A la table voisine, une fille rêve de chaussures Saint-Laurent, celles avec le Y derrière. « Si je les ai, dit-elle, je les mets même au boulot. »
                                                                       *
Sur Seine Maritime Actu, Cindy Marques, organisatrice du Salon de l’Erotisme de Rouen répond à Jean-Michel Bérégovoy, Maire-Adjoint de Rouen, Ecologiste :
« Tout d’abord, il souhaite rendre le salon plus ‘éthique’, peut-il approfondir et nous expliquer ce qu’il entend par là ? Qu’est-ce que l’érotisme pour lui ? »
« Depuis que je suis organisatrice, je n’ai à aucun moment travaillé avec une quelconque production pornographique telle que Jacquie et Michel ou autre. Je n’ai rien à voir avec les accusations dont ces productions font l’objet. »
« Il faut savoir que 70% de ma clientèle vient en couple. Ce sont de graves accusations, et je suis effarée qu’un élu fasse un tel amalgame et fasse preuve d’un si grand manque d’informations. »

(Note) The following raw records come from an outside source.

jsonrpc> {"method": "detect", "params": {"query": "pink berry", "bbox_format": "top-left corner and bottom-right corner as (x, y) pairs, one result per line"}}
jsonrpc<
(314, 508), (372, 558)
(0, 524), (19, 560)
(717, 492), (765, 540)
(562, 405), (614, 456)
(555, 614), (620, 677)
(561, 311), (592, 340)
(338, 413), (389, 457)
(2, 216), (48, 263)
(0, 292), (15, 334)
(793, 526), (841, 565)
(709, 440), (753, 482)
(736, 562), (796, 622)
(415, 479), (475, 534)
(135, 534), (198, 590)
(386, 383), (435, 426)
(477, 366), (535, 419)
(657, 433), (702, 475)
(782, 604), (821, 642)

« Je suis une femme et bien sûr que nous défendons les valeurs féministes. »
« L’érotisme concerne tout le monde alors arrêtons d’en faire quelque chose de sale et agissons intelligemment. »

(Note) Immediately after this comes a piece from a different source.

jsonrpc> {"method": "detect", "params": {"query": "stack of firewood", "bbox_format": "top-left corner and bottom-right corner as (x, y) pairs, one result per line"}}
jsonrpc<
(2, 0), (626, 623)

                                                                       *
Au lieu de se préoccuper de morale publique et de bonnes mœurs ces défenseurs de la nature et de l’environnement feraient bien de s’en soucier un peu plus.
Ce sont les Socialistes et Ecologistes qui sont responsables de l’imperméabilisation des sols de toutes les places rouennaises (opération Cœur de Ville). Ce sont eux qui ont fait de l’allée Eugène-Delacroix l’endroit le plus étouffant de la ville lors des canicules.
Maintenant à cet endroit ils cassent tout et installent ce qu’ils appellent une canopée « pour offrir un îlot de fraîcheur en plein centre-ville » « A terme, disent-ils, on y trouvera des plantes d'ornement colorées, des plantes grimpantes et couvrantes, mais aussi quelques assises à l'abri du soleil pour les piétons de passage et les habitants du quartier. »
Pour l’instant, ces structures métalliques rendent la place étouffante visuellement. Elles ressemblent à des cages à écureuils comme on n’en trouve plus dans les cours d’écoles maternelles pour des raisons de sécurité, en bien plus grand, et je ne doute pas qu’elles serviront de terrain de jeu nocturne à la jeunesse festive.
De l’art de remplacer une erreur par une erreur.